J’ai toujours été coquette et nous le sommes toutes et tous. J’ai toujours été romantique et nous le sommes toutes et tous. Il n’y a ni forme, ni poids, ni traits particuliers à ce qui a trait au fait de séduire, d’émouvoir, d’avoir une relation passionnelle avec la beauté et de flirter avec l’affirmation de soi. Mon bilan médical s’aggravait et j’avais envie de vivre.
Plus je fondais, plus la perception des gens vis-à-vis de moi changeait. Je suis entrée dans un spectre que je ne connaissais pas avant. À 29 ans, je commençais à vivre dans la bulle des gens minces à moyens, et je trouvais cela injuste. Pourquoi on me tient la porte? Pourquoi on vient me parler correctement dans les magasins? Pourquoi j’attire l’attention de XYZ alors qu’il y a 2 ans, on riait de moi? Pourquoi j’ai le « droit » d’entrer dans n’importe quel magasin et le luxe de bien m’habiller et, même, pour pas cher? Ce n’est pas JUSTE.

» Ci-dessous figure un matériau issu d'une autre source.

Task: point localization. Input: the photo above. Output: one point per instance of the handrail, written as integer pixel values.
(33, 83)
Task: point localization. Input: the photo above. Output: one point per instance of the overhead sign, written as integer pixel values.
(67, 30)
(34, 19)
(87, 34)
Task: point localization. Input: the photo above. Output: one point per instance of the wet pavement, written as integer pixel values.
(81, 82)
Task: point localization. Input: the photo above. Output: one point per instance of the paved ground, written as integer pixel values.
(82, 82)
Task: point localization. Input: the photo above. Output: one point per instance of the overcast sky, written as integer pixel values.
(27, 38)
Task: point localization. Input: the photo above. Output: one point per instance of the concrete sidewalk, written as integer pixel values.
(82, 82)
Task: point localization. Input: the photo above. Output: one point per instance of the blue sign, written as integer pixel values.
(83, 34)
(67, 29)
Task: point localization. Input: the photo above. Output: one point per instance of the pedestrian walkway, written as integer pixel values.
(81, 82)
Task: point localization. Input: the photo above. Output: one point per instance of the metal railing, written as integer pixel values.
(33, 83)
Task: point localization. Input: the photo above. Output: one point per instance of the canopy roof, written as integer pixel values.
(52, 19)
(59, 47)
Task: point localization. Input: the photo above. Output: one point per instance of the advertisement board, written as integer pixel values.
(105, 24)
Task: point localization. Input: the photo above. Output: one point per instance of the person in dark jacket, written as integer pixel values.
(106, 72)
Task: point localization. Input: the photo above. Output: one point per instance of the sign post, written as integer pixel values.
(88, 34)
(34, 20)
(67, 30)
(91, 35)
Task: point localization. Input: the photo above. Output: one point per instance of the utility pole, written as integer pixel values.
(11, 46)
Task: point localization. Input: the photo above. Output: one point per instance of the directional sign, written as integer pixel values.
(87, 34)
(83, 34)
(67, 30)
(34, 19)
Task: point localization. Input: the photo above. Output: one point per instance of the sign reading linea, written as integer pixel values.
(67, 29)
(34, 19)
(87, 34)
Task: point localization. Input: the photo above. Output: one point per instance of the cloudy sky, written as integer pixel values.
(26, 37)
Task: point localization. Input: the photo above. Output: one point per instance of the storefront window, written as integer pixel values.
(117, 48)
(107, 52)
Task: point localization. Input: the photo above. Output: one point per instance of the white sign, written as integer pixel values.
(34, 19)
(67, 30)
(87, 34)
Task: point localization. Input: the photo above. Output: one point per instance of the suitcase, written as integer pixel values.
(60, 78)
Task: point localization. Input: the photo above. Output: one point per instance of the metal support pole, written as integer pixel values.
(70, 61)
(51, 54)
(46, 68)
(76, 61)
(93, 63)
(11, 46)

Obèse, je devais, en plus de ne pouvoir magasiner qu’à deux ou trois endroits, trouver des solutions onéreuses à tout : chaussures, accessoires, vêtements d’extérieur, commandes qui proviennent des États-Unis avec des frais de port exorbitants. C’est là que j’ai compris que les personnes dans les tailles plus vivaient avec une taxe en plus sur leurs frais vestimentaires et frais d’accommodements et ça, ça ne devrait pas exister.
Deux poids, deux mesures
Il est temps de revendiquer haut et fort le manque de représentativité et d’acceptation, et tous les tabous qu’on contourne, mais qu’on ne perce pas concernant les tailles plus. Il devrait y avoir plus de tables de discussion, de milieux inclusifs, de prises de conscience vis-à-vis des obstacles et des injustices qu’on subit dans certaines de ces circonstances.

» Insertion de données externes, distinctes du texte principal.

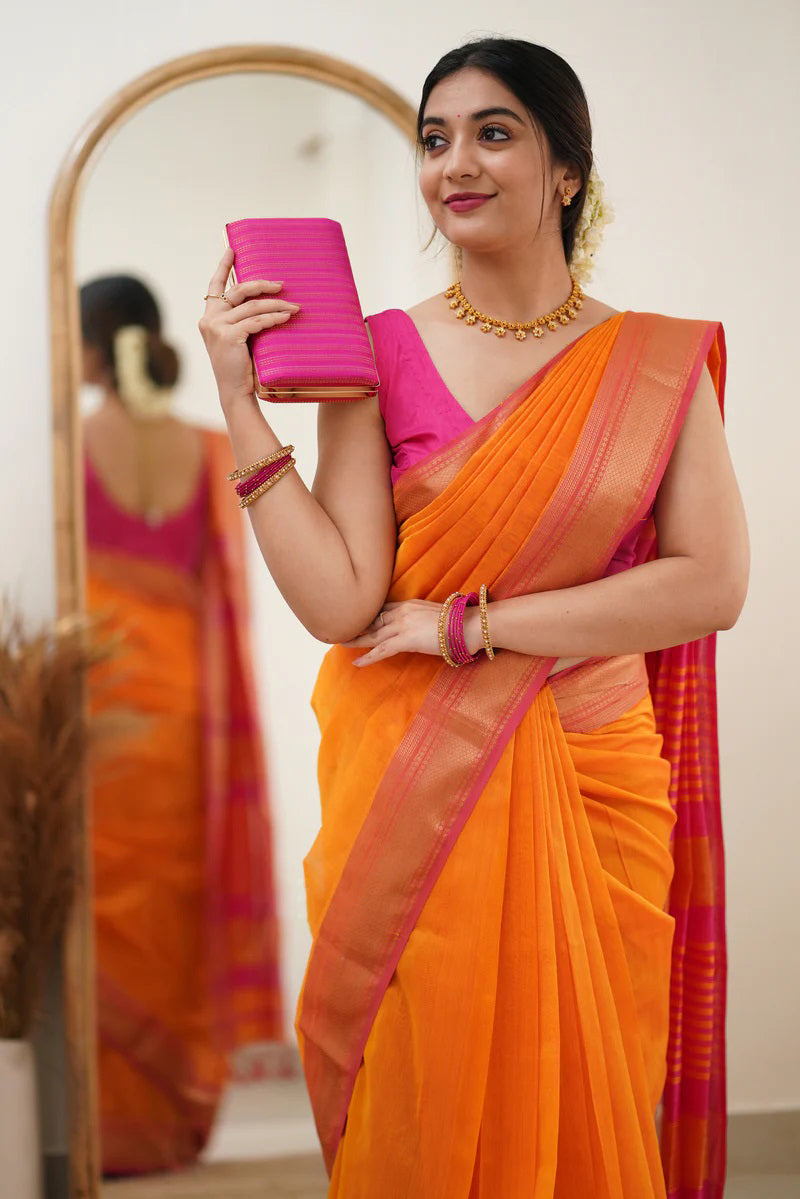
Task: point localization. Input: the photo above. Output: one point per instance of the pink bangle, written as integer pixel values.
(456, 628)
(250, 484)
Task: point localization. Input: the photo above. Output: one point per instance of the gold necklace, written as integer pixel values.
(561, 315)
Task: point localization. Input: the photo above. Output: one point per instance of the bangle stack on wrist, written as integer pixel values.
(262, 475)
(451, 627)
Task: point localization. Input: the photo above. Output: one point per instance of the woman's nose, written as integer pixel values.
(461, 161)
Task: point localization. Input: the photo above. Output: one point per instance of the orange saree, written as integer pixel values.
(184, 903)
(501, 895)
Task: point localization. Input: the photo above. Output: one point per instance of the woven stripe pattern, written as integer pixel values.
(325, 344)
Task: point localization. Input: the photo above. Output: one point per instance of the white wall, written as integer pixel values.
(693, 107)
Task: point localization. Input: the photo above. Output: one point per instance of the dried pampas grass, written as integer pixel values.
(46, 735)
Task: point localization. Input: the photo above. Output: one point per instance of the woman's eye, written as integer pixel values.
(495, 128)
(488, 133)
(427, 143)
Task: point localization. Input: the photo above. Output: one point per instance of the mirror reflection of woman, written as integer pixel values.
(517, 977)
(186, 932)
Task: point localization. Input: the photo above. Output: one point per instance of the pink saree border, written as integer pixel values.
(570, 538)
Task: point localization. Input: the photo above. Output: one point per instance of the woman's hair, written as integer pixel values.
(114, 301)
(551, 91)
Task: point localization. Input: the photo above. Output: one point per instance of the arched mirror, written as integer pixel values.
(143, 197)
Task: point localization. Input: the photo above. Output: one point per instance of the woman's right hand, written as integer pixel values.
(226, 326)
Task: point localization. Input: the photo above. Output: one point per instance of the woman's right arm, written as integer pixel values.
(330, 549)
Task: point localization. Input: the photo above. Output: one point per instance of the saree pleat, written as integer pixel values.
(486, 1010)
(184, 897)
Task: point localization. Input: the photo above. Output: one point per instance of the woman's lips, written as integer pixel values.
(467, 205)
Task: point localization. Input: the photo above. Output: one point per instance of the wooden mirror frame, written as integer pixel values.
(79, 1008)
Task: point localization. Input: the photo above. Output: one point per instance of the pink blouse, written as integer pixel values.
(420, 413)
(175, 541)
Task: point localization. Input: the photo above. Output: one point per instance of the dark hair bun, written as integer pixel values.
(163, 365)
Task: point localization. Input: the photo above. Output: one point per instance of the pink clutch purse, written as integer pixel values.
(323, 353)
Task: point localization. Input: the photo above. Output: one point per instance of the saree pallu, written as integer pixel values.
(185, 915)
(516, 892)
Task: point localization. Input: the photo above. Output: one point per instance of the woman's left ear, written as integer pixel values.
(571, 179)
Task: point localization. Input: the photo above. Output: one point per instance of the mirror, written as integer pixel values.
(200, 142)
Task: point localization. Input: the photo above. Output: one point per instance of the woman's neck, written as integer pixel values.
(517, 284)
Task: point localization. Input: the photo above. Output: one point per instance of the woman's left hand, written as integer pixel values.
(409, 626)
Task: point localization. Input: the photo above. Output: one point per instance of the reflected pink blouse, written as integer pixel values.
(420, 413)
(175, 541)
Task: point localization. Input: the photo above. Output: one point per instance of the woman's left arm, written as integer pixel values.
(696, 585)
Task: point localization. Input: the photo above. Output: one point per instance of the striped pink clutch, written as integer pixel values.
(323, 353)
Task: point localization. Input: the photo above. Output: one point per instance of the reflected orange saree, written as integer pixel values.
(517, 925)
(184, 901)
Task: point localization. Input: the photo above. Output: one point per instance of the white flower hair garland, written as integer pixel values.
(139, 393)
(595, 216)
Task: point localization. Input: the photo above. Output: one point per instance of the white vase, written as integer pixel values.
(20, 1161)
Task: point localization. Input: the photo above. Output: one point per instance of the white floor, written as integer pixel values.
(262, 1120)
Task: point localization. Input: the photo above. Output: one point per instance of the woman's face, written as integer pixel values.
(470, 146)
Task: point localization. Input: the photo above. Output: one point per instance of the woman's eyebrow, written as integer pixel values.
(476, 116)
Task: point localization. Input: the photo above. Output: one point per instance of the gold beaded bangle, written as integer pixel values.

Pour ma part, je me sentais gênée, comme si j’étais un imposteur. D’un côté, j’avais un corps que je n’habitais pas encore mentalement. D’un autre, dans ma tête, j’étais toujours la même. J’en voulais au monde de m’octroyer certains privilèges.

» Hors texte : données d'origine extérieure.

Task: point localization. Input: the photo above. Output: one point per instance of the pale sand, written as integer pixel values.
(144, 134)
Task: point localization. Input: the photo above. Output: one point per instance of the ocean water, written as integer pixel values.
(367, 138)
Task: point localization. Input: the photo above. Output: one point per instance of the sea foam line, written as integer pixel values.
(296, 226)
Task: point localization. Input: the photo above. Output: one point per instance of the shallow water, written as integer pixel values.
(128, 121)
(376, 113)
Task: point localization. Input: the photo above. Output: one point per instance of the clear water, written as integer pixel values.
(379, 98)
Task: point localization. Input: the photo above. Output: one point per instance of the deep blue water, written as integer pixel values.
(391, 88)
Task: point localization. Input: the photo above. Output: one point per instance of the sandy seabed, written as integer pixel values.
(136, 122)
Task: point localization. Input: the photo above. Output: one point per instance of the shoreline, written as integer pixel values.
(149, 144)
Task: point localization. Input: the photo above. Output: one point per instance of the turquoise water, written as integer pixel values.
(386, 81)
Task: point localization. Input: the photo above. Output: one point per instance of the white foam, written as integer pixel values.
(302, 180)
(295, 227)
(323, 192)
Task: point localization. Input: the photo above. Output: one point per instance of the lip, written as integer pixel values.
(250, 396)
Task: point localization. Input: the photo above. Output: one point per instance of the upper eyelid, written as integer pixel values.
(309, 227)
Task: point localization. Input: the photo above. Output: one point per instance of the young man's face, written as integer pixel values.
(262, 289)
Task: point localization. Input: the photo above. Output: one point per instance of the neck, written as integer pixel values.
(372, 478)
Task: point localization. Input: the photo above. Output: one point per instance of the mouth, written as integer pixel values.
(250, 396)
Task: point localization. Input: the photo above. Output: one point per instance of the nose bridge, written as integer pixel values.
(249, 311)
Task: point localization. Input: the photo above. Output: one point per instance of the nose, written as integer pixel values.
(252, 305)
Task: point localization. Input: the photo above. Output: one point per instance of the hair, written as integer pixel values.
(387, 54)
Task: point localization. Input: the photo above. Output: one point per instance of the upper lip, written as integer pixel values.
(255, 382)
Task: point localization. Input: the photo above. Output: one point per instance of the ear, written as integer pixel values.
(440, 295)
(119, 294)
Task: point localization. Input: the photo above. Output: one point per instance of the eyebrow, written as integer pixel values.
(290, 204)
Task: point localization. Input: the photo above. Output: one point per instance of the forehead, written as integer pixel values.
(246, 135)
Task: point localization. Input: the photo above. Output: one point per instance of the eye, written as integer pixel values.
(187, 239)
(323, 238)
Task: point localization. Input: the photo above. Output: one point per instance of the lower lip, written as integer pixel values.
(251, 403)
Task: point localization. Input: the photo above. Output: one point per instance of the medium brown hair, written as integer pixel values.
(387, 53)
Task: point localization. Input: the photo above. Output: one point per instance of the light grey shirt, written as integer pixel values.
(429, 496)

Je me sentais mal d’afficher ma silhouette sur les réseaux sociaux, alors je ne l’ai pas trop fait. Je recevais des dizaines de messages de personnes qui m’exprimaient des choses intimes, me demandaient conseil, me parlaient de leurs problématiques. Je me suis dit qu’un jour, je trouverais le moyen de canaliser ces informations et de partager à ces personnes mon envie de les épauler dans leurs questionnements, besoins, transitions. Hélas, après 2 grossesses, moi aussi j’ai besoin de ce chuchotement qui me dit : « Vas-y, tu vas y arriver, bientôt tu vas habiter dans ton corps le physique que, dans ta tête, tu espères avoir. »
En faisant défiler mon fil d’actualité, comme chacun de nous au quotidien, j’étais là à scruter des images embellies et pixelisées et à lorgner sur des moments capturés et choisis d’être partagés avec parcimonie. Je me suis dit que ce dont le monde a besoin, c’est de la compassion. Je vous souhaite d’en avoir envers vous-même autant que vous en avez envers les autres.
Les opinions exprimées dans cet article n’engagent que leurs auteur(e)s et ne sauraient refléter la position d’ONFR et de TFO.